Des équipementiers presque trop rentables

Même en ce qui concerne les résultats des équipementiers français. Valeo vient de se féliciter d’un chiffre d’affaires «record» et de résultats «records» : 12,72 milliards d’euros (+9%) pour un bénéfice net de 562 millions, en hausse de 28% ! Faurecia, porté par sa stratégie chinoise, a retrouvé une profitabilité certes encore basse (166 millions d’euros pour 18,83 milliards d’euros) mais prometteuse grâce à des «progressions de marge particulièrement remarquables en Europe et en Asie». Il ambitionne toujours plus de 21 millions d’euros de CA en 2016, soit environ +8%. Et que dire de Bosch dont les résultats encore provisoires dévoilés fin janvier affichent un bénéfice de presque 3 milliards, soit 6,1% de ses 48,9 milliards d’euros de CA, lui-même en croissance de +6,2% en 2014. Si le premier équipementier mondial n’est pas coté en Bourse (donc nullement tenu d’entrer dans les détails), il concède tout de même pudiquement que sa division automobile a enregistré en 2014 «une nette hausse du chiffre d’affaires»…

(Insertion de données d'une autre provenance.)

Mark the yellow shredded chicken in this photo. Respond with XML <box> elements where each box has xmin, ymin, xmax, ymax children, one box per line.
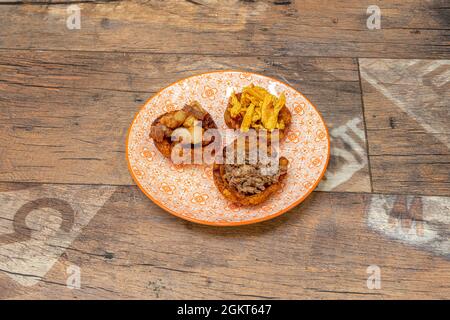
<box><xmin>229</xmin><ymin>93</ymin><xmax>241</xmax><ymax>118</ymax></box>
<box><xmin>230</xmin><ymin>84</ymin><xmax>286</xmax><ymax>132</ymax></box>
<box><xmin>241</xmin><ymin>103</ymin><xmax>255</xmax><ymax>132</ymax></box>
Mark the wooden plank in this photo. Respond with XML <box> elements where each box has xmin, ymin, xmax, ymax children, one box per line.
<box><xmin>0</xmin><ymin>0</ymin><xmax>448</xmax><ymax>58</ymax></box>
<box><xmin>0</xmin><ymin>183</ymin><xmax>448</xmax><ymax>299</ymax></box>
<box><xmin>0</xmin><ymin>50</ymin><xmax>370</xmax><ymax>191</ymax></box>
<box><xmin>4</xmin><ymin>0</ymin><xmax>123</xmax><ymax>2</ymax></box>
<box><xmin>360</xmin><ymin>59</ymin><xmax>450</xmax><ymax>196</ymax></box>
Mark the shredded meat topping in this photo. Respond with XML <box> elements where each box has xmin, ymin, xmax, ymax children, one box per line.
<box><xmin>182</xmin><ymin>102</ymin><xmax>208</xmax><ymax>120</ymax></box>
<box><xmin>223</xmin><ymin>161</ymin><xmax>286</xmax><ymax>195</ymax></box>
<box><xmin>150</xmin><ymin>124</ymin><xmax>172</xmax><ymax>143</ymax></box>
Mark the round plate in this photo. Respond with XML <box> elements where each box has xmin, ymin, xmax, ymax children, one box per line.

Deux constats-clés font cette force des fournisseurs de l’automobile. Le premier les embarrasse un peu, eux qui ont pour tradition de marcher humblement un pas derrière les constructeurs-donneurs d’ordres : ce sont les équipementiers du premier rang qui portent pour l’essentiel les innovations automobiles, donc les produits à fortes valeurs ajoutées, donc ceux pourvoyeurs de ces marges qui agacent tant le patron de Fiat.

L’autre constat plus facilement avouable, c’est que ces grands équipementiers ont su suivre et même parfois précéder les clients constructeurs dans la conquête du “Far-East”. Tous le reconnaissent : c’est souvent l’Asie, la Chine en tête pour être devenue pour longtemps le premier marché automobile mondial, qui constitue le “booster” de leur développement et de leurs résultats. La mondialisation est porteuse. L’exemple de Faurecia encore : son propriétaire PSA n’est plus que son troisième client (14% de son activité), derrière les très mondialisés Volkswagen (25%) et Ford (15%).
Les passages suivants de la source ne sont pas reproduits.